ON L’APPELAIT «L’HOMME DE LA RECONCILIATION»

Il y a 48 ans (le 2 novembre 1948) mourait Fadlallah El-Asmar le vétéran libanais de l'horlogerie et de la joaillerie.

Il y a près d’un demi-siècle (exactement quarante-huit ans), le 2 novembre 1948, mourait un vétéran de l’horlogerie et de la bijouterie: Fadlallah el-Asmar, dont l’établissement avait été fondé au début du siècle (en 1900) à Souk Tawilé. Eid à l’origine, sa famille prit le nom el-Asmar au temps de l’émir Bachir. Né à Deir el-Kamar en 1869, il était le fils de Youssef Chahine el-Asmar et de Hanné Tannous Jalkh, tous deux natifs de cette même localité choufiote. Il avait huit frères et sœurs dont Khalil el-Asmar, père de Emilie et Soussane, respectivement épouse et mère du romancier Karam Melhem Karam, dont les fils sont le bâtonnier Issam Karam et Melhem Karam, président de l’Ordre des journalistes libanais. A l’âge de 8 ans, le petit Fadlo (diminutif de son prénom), fit son apprentissage de l’horlogerie chez Béchara Jalkh, oncle de sa mère et père du premier médecin du Liban, Youssef Jalkh. Il continua de se perfectionner auprès de l’horloger Chaoul, où il fit la connaissance d’hommes de lettres, notamment de l’historien Jordak, celui-ci étant devenu l’un de ses meilleurs amis.

Baromètre que seul Fadlallah
el-Asmar savait réparer.
Phonographe-meuble, le premier
importé au Liban.
“Grand Father Watch”, dont quelques
spécimens se trouvent encore dans plus
d’un foyer libanais.

LES HORLOGERS CONNUS

Les horlogers connus de l’époque étaient les Jalkh, Chaoul, Bassoul, Acar et Asmar. A l’âge de 15 ans, il ouvre sa propre horlogerie. En 1895, il en ouvre deux autres à Souk Tawilé et, en 1900, quatre ateliers, toujours dans le même souk, ayant douze employés et ouvriers. Fadlallah el-Asmar correspondait et traitait avec les grandes fabriques d’horloges et bijouteries d’Europe, d’Amérique et des pays arabes, bien qu’il n’ait jamais été orfèvre ou joaillier. En Syrie, il était en contact permanent avec Khatchadour Chahine. Certains de ses employés se sont imposés dans le monde de l’horlogerie et de la joaillerie, entre autres Youssef Fathallah Henéiné, Philippe Ephrem Boustany, Philippe Margé, Nakhlé Kanaan, Georges Daou, Elias Halabi, Antoun Dandan et Kayssar Souccar.

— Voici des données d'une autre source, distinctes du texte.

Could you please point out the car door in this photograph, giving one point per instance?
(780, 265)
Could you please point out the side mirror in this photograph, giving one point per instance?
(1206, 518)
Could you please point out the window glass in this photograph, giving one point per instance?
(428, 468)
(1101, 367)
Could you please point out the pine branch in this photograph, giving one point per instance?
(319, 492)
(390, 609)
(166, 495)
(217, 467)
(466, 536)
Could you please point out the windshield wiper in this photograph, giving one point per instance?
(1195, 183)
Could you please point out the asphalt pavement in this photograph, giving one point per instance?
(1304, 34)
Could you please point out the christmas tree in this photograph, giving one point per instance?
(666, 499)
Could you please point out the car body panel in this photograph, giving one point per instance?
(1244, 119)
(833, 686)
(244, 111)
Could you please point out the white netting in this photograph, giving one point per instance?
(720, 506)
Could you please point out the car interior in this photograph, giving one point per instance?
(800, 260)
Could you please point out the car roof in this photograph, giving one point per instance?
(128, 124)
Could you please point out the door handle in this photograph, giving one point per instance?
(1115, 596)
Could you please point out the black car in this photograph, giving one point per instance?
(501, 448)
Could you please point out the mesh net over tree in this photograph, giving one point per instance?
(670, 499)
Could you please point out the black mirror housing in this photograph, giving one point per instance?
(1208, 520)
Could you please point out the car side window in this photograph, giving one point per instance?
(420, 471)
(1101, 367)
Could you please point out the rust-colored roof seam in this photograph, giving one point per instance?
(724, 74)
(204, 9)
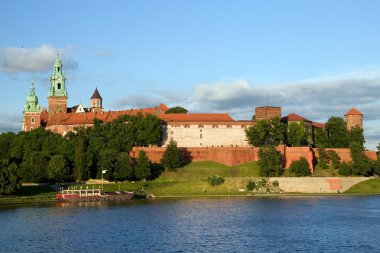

La première horloge du couvent de
Bzommar montée par Fadlallah
el-Asmar en 1912 (démontée).
L’horloge électronique a remplacé
l’horloge du couvent de Bzommar
tout en gardant les mêmes
dimensions du premier cadran.
Avec son épouse.

IL A MONTE L’HORLOGE «ABED»

Fait à signaler: Joseph Heneiné qui avait travaillé chez Fadlallah el-Asmar, rapportait peu de temps avant sa mort, comment avait été montée l’horloge Abed place de l’Etoile (où elle a été réinstallée après avoir été transférée, rue du Fleuve): «Un émigré libanais de la famille Abed avait ramené l’horloge du Mexique et voulait l’offrir à la municipalité de Beyrouth croyant que, par la suite, il deviendrait président de la République. «Miguel Abed arriva en 1933 chez Fadlallah el-Asmar chez qui je travaillais avec Philippe Ephrem Boustany. Fadlallah nous chargea d’installer l’horloge à la place Maarad; ce que nous fîmes sous sa supervision. Mais Abed n’a jamais accédé à la magistrature suprême». Joseph Heneiné, père de Rose et Tony, respectivement, Mmes Georges Samen et Oscar Jazzar, mourut le 10 mars 1995, à l’âge de 106 ans. Fadlallah el-Asmar installa, également, l’horloge monumentale du couvent de Bzommar en 1911. Son passe-temps favori était la lecture et il avait une prédilection pour les livres de Yazigi, Manfalouti, le Coran, l’Evangile, etc… Ayant une oreille musicale, il jouait du «oud» et appréciait les chansons d’Oum Koulsoum et les anciens opéras, celui de «Roméo et Juliette», notamment. La chasse était son sport favori et il disposait d’une canne-fusil. Il en était fier et parvenait à réparer la panoplie de chasse et tous appareils de précision ainsi que les phonographes. Il s’est marié avec sa compatriote Adma Gerios Baddoura et seule sa quatrième fille, Salma, a survécu. Musicienne et femme de lettres, elle a épousé Jean Khalil Chacra, intellectuel originaire de Zahlé, spécialisé dans la traduction d’ouvrages américains.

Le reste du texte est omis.